= Delaware Court of Common Pleas =

The Delaware Court of Common Pleas are state courts of the U.S. state of Delaware.

The Delaware Court of Common Pleas are trial courts and inferior courts of limited jurisdiction. It has criminal jurisdiction throughout the state over all misdemeanors, except certain drug offenses, and motor vehicle offenses (see traffic court). The Court of Common Pleas also holds preliminary hearings in felony cases,

In civil matters, Court of Common Pleas tries lawsuits in which the amount in controversy does not exceed $50,000 (small claims), petitions for name change, habitual offender hearings on the privilege of operating a motor vehicle, and administrative appeals from the Division of Motor Vehicles. The Court of Common Plea also has appellate jurisdiction of criminal matters from Alderman's Courts and criminal and civil matters from the Justice of the Peace Courts.

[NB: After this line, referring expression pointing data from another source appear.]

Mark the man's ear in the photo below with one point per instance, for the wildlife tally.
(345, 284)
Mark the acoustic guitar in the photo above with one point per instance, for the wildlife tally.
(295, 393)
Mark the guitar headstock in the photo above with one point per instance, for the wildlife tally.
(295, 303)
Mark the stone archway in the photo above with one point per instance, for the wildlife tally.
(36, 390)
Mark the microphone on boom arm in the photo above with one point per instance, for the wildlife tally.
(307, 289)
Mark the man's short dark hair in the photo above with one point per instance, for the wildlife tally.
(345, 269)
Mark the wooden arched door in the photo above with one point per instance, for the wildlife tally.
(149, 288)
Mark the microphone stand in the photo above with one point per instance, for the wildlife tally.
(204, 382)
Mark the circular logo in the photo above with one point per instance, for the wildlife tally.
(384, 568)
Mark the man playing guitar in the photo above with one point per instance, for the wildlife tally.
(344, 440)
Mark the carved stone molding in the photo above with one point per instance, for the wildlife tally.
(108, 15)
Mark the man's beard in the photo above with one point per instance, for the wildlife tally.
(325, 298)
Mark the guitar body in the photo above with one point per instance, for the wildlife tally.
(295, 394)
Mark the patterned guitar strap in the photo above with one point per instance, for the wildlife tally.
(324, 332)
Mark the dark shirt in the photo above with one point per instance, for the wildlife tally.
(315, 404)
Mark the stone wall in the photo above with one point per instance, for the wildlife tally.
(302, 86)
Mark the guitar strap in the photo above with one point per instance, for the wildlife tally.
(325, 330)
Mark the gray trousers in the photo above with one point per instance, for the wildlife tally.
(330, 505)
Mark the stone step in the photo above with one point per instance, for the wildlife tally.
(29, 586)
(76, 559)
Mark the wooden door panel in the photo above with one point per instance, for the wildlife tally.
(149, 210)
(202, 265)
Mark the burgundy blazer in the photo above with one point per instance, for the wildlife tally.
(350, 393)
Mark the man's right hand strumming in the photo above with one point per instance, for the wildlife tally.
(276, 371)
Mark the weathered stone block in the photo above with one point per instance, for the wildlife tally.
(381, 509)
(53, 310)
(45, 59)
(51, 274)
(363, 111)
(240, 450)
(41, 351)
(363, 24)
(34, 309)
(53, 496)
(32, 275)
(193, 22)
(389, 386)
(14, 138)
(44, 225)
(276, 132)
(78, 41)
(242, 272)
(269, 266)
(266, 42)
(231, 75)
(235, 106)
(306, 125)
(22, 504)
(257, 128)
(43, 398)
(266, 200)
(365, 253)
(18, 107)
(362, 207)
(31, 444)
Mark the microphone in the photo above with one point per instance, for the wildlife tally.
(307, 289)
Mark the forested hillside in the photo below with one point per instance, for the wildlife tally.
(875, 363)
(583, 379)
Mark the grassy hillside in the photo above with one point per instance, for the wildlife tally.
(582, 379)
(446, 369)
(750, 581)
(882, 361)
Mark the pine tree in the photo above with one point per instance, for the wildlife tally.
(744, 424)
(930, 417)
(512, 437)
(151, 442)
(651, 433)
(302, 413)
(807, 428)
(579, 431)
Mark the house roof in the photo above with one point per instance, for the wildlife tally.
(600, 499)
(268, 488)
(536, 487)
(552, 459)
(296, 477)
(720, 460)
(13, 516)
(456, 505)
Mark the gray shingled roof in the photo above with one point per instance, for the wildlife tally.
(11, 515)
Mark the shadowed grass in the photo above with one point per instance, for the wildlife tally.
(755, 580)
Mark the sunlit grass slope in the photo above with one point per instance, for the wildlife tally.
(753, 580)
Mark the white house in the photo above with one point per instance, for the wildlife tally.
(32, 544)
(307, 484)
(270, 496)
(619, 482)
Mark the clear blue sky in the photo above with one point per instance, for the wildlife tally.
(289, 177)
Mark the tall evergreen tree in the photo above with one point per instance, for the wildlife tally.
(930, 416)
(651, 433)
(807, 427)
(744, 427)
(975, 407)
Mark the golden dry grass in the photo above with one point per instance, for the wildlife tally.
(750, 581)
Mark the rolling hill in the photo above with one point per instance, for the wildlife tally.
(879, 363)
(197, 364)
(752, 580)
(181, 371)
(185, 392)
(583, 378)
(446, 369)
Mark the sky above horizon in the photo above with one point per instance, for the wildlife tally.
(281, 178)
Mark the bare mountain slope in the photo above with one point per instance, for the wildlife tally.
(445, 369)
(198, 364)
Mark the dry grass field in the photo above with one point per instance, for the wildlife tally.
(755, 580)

The Superior Court of Delaware is the court of general jurisdiction in Delaware. It has original jurisdiction in all felony cases and civil suits in which the amount in controversy exceeds $75,000. Appeals from the Court of Common Pleas generally go to the Superior Court.

The Court currently consists of nine judges sitting in Delaware's three counties: Five in New Castle County, two in Kent County, and two in Sussex County. The Court has three problem-solving court divisions: A Drug Diversion Program, a Community Dispute Resolution Program, and a Mental Health Court.